宋慍歡站在遠處的閣樓上,看著她的一切,突然見她摔倒在地,他指尖微微緊縮,眉頭凝了凝,便欲走下去。
突然,身後有人一把抓住了他的手臂。
宋玄青猛然轉身,只見宋北旭一臉平靜的站在他身後,面上雲淡風輕。
宋北旭看出來他的擔憂和焦急,他淡淡一笑:“既然都決定了如此了,這個時候你就不應該出現。”
宋玄青心中狠狠的擰了一把,又微微轉身繼續看去。
宋慍歡已經站了起來,她看上去狀態不是很好,一瘸一拐的撿起了水桶,又繼續去水溪邊打水。
看著她打了水,又重新將那擔子放在肩膀上,一步一步,舉步維艱的走著,他心如刀絞一般。

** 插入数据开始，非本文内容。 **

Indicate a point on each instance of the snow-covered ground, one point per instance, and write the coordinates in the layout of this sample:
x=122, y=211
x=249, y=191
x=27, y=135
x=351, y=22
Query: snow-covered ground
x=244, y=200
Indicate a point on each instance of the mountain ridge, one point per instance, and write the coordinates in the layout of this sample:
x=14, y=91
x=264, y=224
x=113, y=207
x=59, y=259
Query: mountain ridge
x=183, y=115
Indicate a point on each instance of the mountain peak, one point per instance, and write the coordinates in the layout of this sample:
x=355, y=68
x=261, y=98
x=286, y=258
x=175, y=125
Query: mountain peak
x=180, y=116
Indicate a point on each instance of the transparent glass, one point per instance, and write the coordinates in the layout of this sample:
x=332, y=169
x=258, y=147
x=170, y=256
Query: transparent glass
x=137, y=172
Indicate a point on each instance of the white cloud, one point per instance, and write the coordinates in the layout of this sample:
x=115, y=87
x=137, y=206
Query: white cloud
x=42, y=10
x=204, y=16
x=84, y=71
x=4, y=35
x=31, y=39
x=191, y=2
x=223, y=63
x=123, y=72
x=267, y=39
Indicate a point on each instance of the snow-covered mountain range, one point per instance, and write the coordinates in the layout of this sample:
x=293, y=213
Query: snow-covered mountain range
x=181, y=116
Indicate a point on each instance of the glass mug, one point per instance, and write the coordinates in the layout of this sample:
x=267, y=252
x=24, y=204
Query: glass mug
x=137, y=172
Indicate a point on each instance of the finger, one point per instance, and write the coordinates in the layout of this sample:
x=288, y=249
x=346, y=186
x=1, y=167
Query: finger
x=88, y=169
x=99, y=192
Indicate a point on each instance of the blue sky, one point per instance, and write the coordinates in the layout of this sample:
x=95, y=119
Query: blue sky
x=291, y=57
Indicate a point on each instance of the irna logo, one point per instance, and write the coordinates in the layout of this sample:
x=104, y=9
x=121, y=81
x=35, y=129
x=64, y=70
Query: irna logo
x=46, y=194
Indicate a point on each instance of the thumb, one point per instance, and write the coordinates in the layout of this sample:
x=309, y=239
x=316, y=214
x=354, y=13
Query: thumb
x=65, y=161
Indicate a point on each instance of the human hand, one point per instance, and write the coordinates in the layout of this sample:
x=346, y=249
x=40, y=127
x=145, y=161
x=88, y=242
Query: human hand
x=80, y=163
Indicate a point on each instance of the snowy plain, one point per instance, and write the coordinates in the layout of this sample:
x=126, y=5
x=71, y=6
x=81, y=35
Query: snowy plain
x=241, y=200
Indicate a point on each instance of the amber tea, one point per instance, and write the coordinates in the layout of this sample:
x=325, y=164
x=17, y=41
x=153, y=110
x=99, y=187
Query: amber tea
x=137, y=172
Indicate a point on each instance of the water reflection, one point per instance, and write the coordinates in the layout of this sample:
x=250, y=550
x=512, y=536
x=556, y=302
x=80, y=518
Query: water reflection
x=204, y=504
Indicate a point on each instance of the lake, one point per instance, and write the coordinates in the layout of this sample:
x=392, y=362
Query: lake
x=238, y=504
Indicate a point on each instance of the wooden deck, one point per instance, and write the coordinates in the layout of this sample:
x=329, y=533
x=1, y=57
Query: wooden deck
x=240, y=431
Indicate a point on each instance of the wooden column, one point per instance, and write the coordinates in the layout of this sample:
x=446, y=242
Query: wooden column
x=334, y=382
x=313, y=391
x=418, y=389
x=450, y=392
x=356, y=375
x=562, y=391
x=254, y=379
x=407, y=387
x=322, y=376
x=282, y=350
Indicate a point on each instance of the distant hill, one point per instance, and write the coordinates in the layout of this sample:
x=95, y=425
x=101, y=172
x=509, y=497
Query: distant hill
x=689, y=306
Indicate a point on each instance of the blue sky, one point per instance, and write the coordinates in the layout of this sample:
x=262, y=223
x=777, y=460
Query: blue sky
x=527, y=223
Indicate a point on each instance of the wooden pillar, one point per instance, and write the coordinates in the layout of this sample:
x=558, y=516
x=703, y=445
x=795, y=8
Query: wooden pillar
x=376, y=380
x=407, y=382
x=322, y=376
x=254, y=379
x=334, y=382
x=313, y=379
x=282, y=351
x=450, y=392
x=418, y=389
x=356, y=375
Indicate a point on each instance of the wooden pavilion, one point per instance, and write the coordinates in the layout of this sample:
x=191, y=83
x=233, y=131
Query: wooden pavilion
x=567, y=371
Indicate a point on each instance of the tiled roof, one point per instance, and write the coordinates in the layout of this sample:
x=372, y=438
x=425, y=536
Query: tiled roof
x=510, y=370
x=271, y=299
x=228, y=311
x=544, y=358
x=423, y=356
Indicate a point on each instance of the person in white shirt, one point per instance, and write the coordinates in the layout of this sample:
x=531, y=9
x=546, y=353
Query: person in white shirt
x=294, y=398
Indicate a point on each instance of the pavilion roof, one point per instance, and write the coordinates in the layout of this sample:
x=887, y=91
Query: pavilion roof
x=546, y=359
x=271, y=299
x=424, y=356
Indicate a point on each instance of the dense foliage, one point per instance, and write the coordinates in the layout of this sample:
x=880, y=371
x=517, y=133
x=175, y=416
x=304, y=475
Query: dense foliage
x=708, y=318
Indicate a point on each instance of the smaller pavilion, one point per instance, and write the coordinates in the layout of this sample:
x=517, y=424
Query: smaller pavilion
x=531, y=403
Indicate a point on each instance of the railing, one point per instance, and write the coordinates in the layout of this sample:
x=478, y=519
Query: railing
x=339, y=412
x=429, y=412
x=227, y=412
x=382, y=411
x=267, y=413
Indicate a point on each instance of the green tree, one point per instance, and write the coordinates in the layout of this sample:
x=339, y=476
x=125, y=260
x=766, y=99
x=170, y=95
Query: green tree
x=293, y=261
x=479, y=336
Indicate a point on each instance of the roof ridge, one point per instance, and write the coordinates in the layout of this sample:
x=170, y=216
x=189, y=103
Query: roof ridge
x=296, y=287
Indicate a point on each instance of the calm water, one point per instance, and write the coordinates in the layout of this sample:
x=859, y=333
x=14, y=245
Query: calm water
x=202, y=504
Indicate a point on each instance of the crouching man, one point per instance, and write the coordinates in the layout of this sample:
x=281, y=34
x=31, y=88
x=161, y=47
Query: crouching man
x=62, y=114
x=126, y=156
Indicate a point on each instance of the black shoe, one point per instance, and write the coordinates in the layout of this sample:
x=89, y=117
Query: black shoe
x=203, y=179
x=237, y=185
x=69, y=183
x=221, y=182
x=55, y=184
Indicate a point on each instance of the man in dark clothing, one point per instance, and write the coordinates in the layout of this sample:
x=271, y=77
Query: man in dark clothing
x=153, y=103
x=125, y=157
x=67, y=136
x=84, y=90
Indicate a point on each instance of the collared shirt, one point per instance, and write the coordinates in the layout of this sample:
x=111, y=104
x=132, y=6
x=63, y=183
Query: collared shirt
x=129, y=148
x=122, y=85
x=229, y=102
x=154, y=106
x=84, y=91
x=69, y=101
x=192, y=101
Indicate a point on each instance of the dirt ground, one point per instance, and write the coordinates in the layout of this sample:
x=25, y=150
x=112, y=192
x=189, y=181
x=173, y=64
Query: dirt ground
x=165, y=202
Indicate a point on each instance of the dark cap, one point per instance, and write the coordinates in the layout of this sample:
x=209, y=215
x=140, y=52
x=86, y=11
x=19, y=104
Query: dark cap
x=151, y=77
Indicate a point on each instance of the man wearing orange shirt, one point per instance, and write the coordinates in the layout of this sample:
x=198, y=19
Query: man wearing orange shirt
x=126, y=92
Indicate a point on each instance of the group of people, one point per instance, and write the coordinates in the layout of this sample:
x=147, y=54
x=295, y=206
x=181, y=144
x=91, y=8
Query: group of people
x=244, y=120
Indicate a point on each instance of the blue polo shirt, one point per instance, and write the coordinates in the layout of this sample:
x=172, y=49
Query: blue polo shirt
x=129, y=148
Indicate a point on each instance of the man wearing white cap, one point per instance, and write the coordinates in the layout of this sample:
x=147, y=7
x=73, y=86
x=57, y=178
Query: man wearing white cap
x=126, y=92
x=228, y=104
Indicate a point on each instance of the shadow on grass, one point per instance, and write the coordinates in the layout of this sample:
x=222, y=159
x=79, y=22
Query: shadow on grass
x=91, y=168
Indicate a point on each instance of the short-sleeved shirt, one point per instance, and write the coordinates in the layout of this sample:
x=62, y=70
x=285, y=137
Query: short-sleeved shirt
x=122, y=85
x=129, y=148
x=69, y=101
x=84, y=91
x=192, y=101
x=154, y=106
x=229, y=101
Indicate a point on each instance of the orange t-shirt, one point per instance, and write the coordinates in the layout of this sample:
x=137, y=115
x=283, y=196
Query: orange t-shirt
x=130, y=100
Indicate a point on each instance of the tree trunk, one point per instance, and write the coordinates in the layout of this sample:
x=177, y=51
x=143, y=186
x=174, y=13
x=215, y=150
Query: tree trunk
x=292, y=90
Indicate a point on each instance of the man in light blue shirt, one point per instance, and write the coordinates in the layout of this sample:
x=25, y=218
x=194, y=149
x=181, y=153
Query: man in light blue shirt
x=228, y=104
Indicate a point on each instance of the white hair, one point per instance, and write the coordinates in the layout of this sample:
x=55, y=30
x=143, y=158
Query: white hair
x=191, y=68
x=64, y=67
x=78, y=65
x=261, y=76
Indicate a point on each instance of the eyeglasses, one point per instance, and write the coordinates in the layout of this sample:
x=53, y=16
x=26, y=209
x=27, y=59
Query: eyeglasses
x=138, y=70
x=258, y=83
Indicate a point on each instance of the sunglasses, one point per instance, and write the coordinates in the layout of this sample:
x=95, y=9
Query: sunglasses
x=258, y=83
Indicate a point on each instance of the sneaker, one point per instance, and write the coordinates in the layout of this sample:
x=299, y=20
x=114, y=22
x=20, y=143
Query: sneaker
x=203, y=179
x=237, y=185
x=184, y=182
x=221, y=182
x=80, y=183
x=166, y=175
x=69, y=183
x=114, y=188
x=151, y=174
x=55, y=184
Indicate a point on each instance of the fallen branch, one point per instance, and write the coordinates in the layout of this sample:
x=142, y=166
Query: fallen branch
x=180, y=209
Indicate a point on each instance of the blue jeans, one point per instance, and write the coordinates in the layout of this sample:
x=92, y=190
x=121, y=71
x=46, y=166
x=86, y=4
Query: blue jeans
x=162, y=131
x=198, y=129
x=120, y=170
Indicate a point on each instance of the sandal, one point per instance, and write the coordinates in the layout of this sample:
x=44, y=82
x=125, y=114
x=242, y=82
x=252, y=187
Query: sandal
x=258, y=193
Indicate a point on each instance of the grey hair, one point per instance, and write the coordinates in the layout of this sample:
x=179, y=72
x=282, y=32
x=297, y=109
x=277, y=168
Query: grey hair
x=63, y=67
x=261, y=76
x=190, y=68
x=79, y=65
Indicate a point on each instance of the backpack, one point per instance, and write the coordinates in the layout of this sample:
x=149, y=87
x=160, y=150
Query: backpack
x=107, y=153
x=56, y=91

不知不覺,夜已經深了,沉甸甸的月光灑落下來,蓋在她那單薄的身上,風一吹來,她擔著水,身體一顫一顫的,彷彿要摔倒一般。
她站在院子中,將最後一桶水倒入水缸中,看著滿滿的九缸水,她這才鬆了一口氣,臉上露出艱難的笑容。
九缸水中,盛了九個月亮,那麼明,那麼亮,風聲輕緩,月光盪漾,人影恍恍。
冷冷的月華升到了東邊,天際已經破曉,淡淡紅橙色,濃重揮來。
她這才拖著笨重的身體,朝自己的寢閣,一步一步走去。
這時,遠處的閣樓上,一摸白色的身影,這才靜靜離開,他身上照著晨曦,與她一般。
“知道嗎,昨日長公子罰了他的第一個女弟子,擔了一天一夜的水呢,聽說肩膀都磨破了。”
“是嗎?不是聽說長公子最疼她的嗎?”
“不知,反正若真是疼她,還會讓她受這樣的苦嗎?”
“是啊,那,那個女弟子現在怎麼樣了?”
“雙腳都水腫了,雙肩雙手破了皮,腳下滿是血泡,一早還是自己去醫士那裡拿的藥呢,哎你說,真是可憐啊,長公子真是狠心呢。”
“那我以前還以為長公子疼她呢,現在看來,帝王家哪裡有情,不過是說說罷了,這人啊,三十年河東三十年河西,誰都說不準。”
宋玄青路過蓬池的醫館,便聽裡面的兩個藥童,正在竊竊私語。
這些話雖然說者無心,但被他聽了去,心中卻不是滋味,他緊緊的捏了捏手中說那瓶藥,又轉身離開了。
清晨,練功院中,弟子們紛紛朝氣蓬勃的練功起來。
宋慍歡一瘸一拐的進了院子,宋玄青已經到了,他站在院前的石梯上,靜靜地看著她,一瘸一拐的走了進來。
宋慍歡臉色發白,一副病懨懨的樣子,一瘸一拐的弱小身子,似乎能被風一般吹走,宋玄青看著她,心中似被人刺了一刀。
院中百來弟子,全轉過身來,紛紛朝她投去詫異的眼神。
“小師妹……”宋未辭大驚失色的看著她。眼中滿是驚詫和難以置信的心疼。
宋忘凌也不忍心的看著她走來。
宋慍歡一瘸一拐來地,到宋玄青的面前,她抬頭看著他,“師傅,我來晚了。”
宋玄青只是冷冷的看著她,眼神中一絲不苟,全是厲色,沒有半分憐憫:“凡早功遲到者,馬步兩個時辰,小跑繞後山一圈。”